Isn't the same true for the standard memcpy? So this webassembly situation could probably reuse however we handle ::memcpy on *nix targets?

[tlively]

@dwblaikie, can you elaborate? Are you talking about target OSes when compiling C++ std::memcpy? Where is the handling you're referring to?

[dwblaikie]

Hmm, can't quite reproduce/tickle what I thought I was. But I thought standard memcpy (std::memcpy or global memcpy in C) was UB if the input or output is invalid, even if len == 0 (something like that, but maybe I'm misremembering - but I'm guessing the WebAssembly choice came from this choice in standard memcpy).
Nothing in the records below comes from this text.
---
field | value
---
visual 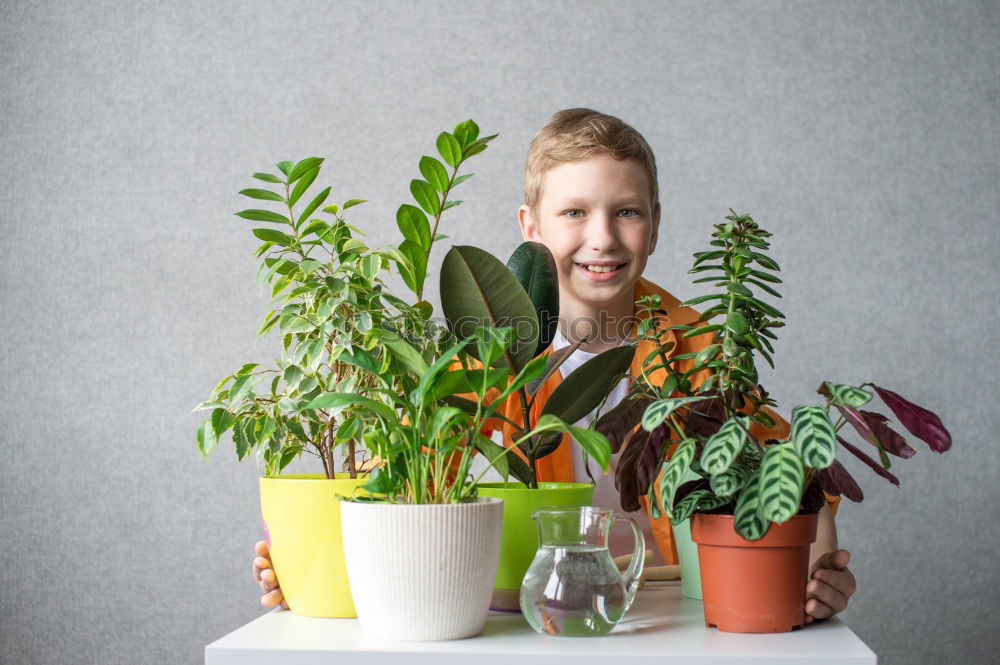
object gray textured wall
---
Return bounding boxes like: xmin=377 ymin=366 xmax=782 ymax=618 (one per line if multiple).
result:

So I would've thought that LLVM would already have some code for non-WebAssembly targets to lower memcpy LLVM intrinsic to conditional memcpy call, and WA could use the same thing...

[tlively]

Yes, cppreference at least does explicitly say an OOB read of length zero is UB. But maybe backends that emit memcpy calls are piercing that abstraction and emitting memcpy calls directly anyway, knowing that nothing bad will happen?

[dwblaikie]

But maybe backends that emit memcpy calls are piercing that abstraction and emitting memcpy calls directly anyway, knowing that nothing bad will happen?

Perhaps, on platforms it knows that it'll be OK? Maybe there are platforms it doesn't know about the memcpy implementation details it'll still do the right thing and add a conditional for safety?

[dschuff]

@sbc100 @aheejin we discussed today what we'd need to do to push some of the new features on-by-default. This is one we should probably fix before enabling bulk memory.

[aheejin]

@dschuff What are we supposed to fix here? If it's UB, doesn't that mean the current status quo is fine? Or, because the behavior is different from when bulk memory is disabled, it could be confusing, so you'd like it to be a no-op?

[nikic]

@aheejin llvm.memcpy(a, b, len) needs to be lowered to if (len != 0) { memory.copy(a, b, len); } if len cannot be proven to be non-zero. It is not UB in LLVM IR (and also C2y, but this isn't really relevant as far as the Wasm backend is concerned).